The ABA's initial response to Sen. Grassley includes a chart of the law school loan default rates at the 19 independent -- that is, non-university affiliated -- ABA law schools. The overall default rate for the graduating classes of 2006 through 2008 was less than one per cent. Given that these schools include several very low ranked, very expensive instiutions where we can be quite certain that large percentages of the graduating classes are not getting jobs that allow them to make the payments due on their loans, these numbers indicate that the percentage of law graduates in technical default on their loans is a very poor proxy for either the actual financial situation of these graduates, or the risk these loans pose to taxpayers.

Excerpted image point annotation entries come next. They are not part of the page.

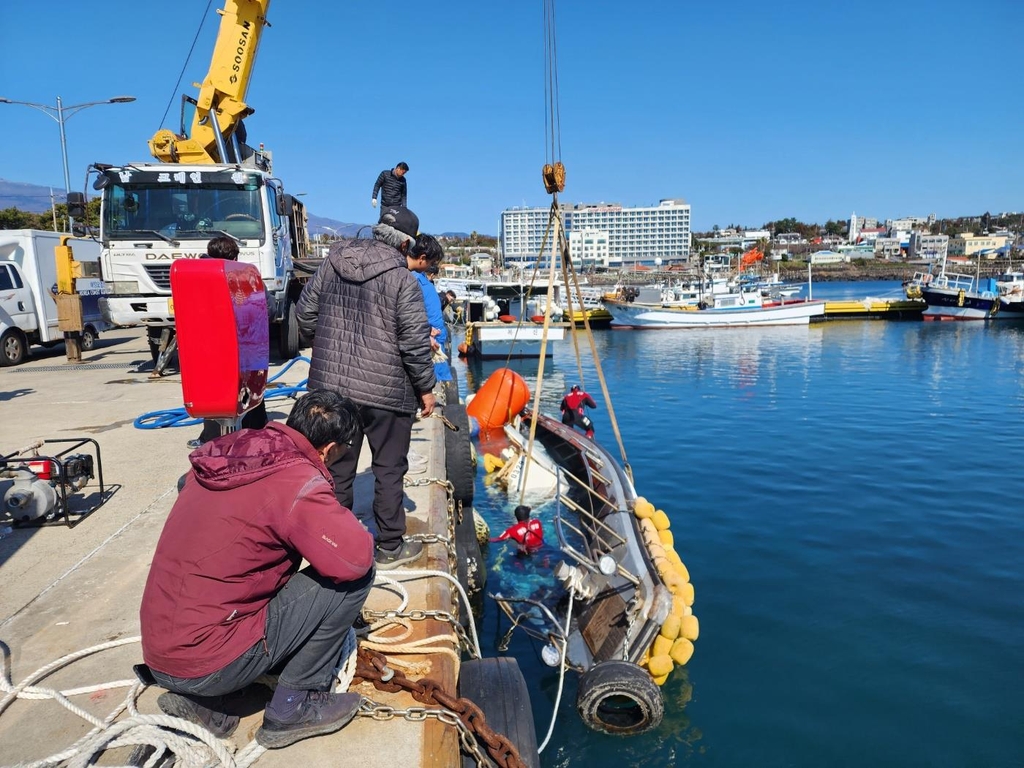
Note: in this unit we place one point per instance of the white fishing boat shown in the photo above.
(739, 309)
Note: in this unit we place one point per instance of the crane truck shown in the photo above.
(207, 182)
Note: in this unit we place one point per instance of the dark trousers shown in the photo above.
(255, 419)
(388, 434)
(306, 626)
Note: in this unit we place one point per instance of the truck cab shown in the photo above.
(153, 214)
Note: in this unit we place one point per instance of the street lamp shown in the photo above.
(60, 114)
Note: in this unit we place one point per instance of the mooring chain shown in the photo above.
(450, 542)
(383, 713)
(372, 667)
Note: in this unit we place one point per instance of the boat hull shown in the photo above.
(957, 304)
(636, 315)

The comments here and elsewhere regarding this proposed revision to the Standards don't mention that this new benchmark for unacceptable default rates applies only to law schools not affiliated with universities, which means that 181 of the 200 ABA-accredited law schools would not have to worry about hurdling even this low bar. Each of those 181 schools will be considered in compliance with Standard 510 if "the university, of which the law school is a part, provides to law students the reasonable steps described in this Standard." What this means, I suppose, is that university-affiliated law schools are considered in compliance with Standard 510 if debt counseling is at least nominally available to law students somewhere within the universities with which the schools are affiliated.
I imagine the reason the ABA is considering applying nominally stricter standards to the 19 independent ABA-accredited schools is that those schools are subject to direct regulation by the Department of Education, in a way that university-affiliated law schools are not (I'm guessing that for federal regulatory purposes the default rates that count for university-affiliated law schools are the overall default rates of graduates the universities with which they're affiliated. Hopefully people who know more about this subject than I do can clarify the situation).

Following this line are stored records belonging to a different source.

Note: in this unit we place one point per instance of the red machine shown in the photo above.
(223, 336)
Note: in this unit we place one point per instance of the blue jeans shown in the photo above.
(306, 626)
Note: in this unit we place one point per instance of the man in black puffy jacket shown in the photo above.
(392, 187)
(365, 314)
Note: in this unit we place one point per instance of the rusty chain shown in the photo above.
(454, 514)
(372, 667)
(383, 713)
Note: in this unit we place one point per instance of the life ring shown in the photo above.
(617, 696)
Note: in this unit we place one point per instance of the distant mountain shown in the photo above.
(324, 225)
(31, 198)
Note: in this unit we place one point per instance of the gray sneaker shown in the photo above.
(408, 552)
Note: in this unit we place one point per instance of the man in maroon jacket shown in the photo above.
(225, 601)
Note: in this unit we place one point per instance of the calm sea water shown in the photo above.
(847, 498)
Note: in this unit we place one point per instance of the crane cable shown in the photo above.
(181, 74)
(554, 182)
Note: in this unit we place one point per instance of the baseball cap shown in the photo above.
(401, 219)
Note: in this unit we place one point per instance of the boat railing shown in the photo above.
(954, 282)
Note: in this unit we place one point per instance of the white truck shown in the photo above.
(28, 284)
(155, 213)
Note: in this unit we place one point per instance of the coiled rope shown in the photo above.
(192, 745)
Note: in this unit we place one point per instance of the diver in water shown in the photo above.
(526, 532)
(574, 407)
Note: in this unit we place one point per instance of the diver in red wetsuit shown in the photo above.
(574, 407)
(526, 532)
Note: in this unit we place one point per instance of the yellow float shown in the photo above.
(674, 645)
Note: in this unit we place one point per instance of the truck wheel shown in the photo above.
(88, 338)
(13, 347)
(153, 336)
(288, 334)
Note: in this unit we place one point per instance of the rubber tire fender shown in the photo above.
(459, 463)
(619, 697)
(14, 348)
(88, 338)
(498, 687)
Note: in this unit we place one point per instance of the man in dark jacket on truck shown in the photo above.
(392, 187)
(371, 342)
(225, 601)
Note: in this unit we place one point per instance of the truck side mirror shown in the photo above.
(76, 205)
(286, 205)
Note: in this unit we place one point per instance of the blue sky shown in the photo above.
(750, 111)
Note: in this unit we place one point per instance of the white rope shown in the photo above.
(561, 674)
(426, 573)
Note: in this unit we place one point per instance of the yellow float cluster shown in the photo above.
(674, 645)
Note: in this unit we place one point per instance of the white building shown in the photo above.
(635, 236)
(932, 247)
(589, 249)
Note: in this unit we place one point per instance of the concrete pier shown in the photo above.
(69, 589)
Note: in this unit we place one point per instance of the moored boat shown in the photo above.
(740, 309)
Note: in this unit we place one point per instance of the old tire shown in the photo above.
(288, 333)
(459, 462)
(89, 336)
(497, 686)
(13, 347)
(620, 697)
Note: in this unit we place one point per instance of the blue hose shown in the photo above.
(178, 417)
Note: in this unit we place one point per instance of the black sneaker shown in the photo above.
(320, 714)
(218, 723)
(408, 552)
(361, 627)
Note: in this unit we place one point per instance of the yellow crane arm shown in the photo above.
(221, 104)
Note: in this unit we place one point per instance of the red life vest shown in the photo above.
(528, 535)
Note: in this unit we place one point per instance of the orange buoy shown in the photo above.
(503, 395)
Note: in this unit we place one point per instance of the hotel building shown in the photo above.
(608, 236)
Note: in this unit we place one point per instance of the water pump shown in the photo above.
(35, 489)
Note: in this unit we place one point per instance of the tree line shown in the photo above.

Of course if the ABA Section of Legal Education and Admission to the Bar wanted to create benchmarks that would at least begin to measure the extent to which law graduates are having trouble paying back their loans, it could do so quite easily, by for example requiring law schools to report how many of their graduates are eligible for IBR nine months after graduation (at some schools this figure probably approaches 90%). But the Section, whose membership features a large number of law school administrators and faculty members, doesn't seem interested in doing anything like that. Instead it appears to be creating a new standard which, if adopted, certainly won't improve law school transparency, and may well harm it (if for example prospective law students end up interpreting very low default rates as good evidence for the value of law degrees).